To prepare for the new WorkReady program the State Development department called for interested parties to contribute to their WorkReady Subsidised Training List Survey 2015. In consultation with SAFC membership and in particular our Skills and Careers Management Team, SAFC submitted to the Survey.
What is particularly of note is the Department’s designation of Logistics and Stevedoring Certificates as of “Low Public Value”. This is particularly surprising given the Transport and Logistics Industry constitutes 8.6% of Australia’s Gross Domestic Product and 6.9% to the South Australian GSP. Between 2010 and 2030 Infrastructure Australia has estimated that truck traffic is to increase by 50%, rail freight is expected to jump 90% and the number of containers crossing the nation’s wharfs to increase by 150% . The availability and capability of an educated transport and logistics workforce will be a crucial factor in meeting the demands of future freight growth.
Since the transport and logistics is core to the wider development of the South Australian economy, it is important that the significance of transport and logistics courses is recognised in the state, and that any future State training strategy looks to sufficiently plan to address skills need, not just for the short term but into the medium and long term.

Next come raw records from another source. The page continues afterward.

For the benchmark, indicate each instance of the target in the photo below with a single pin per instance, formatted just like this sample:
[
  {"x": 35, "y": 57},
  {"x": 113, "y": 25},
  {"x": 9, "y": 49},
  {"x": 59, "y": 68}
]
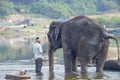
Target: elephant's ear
[{"x": 56, "y": 33}]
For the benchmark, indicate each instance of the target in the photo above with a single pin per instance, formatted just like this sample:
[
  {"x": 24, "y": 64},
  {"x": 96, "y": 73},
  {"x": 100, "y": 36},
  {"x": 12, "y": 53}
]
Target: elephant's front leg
[
  {"x": 101, "y": 57},
  {"x": 74, "y": 63},
  {"x": 68, "y": 60}
]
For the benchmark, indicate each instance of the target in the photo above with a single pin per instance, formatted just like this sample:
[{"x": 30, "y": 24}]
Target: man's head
[{"x": 37, "y": 39}]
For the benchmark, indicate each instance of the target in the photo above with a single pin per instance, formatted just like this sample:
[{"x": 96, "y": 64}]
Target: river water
[
  {"x": 15, "y": 67},
  {"x": 15, "y": 55}
]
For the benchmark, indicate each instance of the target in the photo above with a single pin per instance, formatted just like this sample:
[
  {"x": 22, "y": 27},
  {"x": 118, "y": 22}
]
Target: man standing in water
[{"x": 37, "y": 51}]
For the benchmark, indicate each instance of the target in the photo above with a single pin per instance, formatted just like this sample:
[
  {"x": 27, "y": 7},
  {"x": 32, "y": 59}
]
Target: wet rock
[{"x": 112, "y": 65}]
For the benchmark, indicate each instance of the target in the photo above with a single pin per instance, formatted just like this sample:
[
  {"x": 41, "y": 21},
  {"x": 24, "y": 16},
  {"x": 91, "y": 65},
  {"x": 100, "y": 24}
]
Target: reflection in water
[{"x": 16, "y": 49}]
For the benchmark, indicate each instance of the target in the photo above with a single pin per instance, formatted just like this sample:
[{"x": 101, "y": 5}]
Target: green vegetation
[{"x": 58, "y": 8}]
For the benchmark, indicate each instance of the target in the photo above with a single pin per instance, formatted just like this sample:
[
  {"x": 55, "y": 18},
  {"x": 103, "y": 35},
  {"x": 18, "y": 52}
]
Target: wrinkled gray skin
[{"x": 81, "y": 38}]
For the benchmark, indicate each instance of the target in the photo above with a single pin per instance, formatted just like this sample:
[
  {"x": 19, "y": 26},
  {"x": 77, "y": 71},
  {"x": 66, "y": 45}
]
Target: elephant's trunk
[{"x": 110, "y": 36}]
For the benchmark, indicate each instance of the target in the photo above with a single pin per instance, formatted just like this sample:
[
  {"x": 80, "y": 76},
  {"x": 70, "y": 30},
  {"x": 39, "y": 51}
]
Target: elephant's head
[{"x": 54, "y": 39}]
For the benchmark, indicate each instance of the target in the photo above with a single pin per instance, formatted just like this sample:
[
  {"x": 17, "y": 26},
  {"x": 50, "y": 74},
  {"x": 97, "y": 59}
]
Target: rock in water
[{"x": 112, "y": 65}]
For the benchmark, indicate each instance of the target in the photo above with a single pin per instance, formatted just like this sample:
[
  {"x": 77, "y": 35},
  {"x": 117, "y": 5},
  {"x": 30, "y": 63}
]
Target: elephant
[
  {"x": 112, "y": 65},
  {"x": 81, "y": 38}
]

The South Australian Freight Council would argue that many of the transport and logistics courses identified as “having low public value” are indeed essential to the continued expansion of the South Australian economy. In particular, with the amount of middle class consumers on Australia’s doorstep to multiple sixfold to 3 billion by 2030, without careful consideration given to the development of the transport and logistics workforce, South Australia will not have the resources to take advantage of this opportunity. This will make it near impossible for SA to achieve the first two of the ten economic priorities outlined by the Premier in August 2014:
1) Unlocking the full potential of South Australia’s resources, energy and renewable assets &
2) Premium food and wine produced in our clean environment and exported to the world.

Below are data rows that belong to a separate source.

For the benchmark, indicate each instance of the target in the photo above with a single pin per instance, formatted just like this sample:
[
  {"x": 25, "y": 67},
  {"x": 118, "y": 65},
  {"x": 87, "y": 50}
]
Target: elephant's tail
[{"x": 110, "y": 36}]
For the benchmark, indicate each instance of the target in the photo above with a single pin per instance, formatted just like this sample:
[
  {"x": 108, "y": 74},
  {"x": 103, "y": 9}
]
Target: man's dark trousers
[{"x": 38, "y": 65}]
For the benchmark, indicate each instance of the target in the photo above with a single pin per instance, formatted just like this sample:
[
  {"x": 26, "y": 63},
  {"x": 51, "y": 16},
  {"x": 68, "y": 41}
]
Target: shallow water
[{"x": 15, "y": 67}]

Certificate III and other qualifications in Logistics are becoming more and more important to the wider transport and logistics industry. Not only is a rapidly expanding industry creating job opportunities, computerisation and automation have changed the nature of work, requiring specialised and higher-level computer skills, problem-solving and analytic skills, and more sophisticated contract management practises. A qualified workforce is needed to adapt to these challenges.

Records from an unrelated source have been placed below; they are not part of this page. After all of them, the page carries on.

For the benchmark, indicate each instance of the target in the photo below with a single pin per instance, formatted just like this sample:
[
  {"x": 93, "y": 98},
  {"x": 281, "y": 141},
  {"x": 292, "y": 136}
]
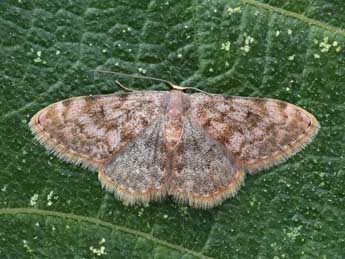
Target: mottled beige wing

Furthermore the Transport and Logistics Industry Skills Council has estimated that the Logistics Sector is to increase its workforce by 21,300 people over the next five years. Without sufficient importance paid to logistics qualifications the state will be failing to adequately prepare for the future development of the state economy. It is evident that the Department of State Development needs to be reminded by the transport and logistics industry to the importance of these qualifications.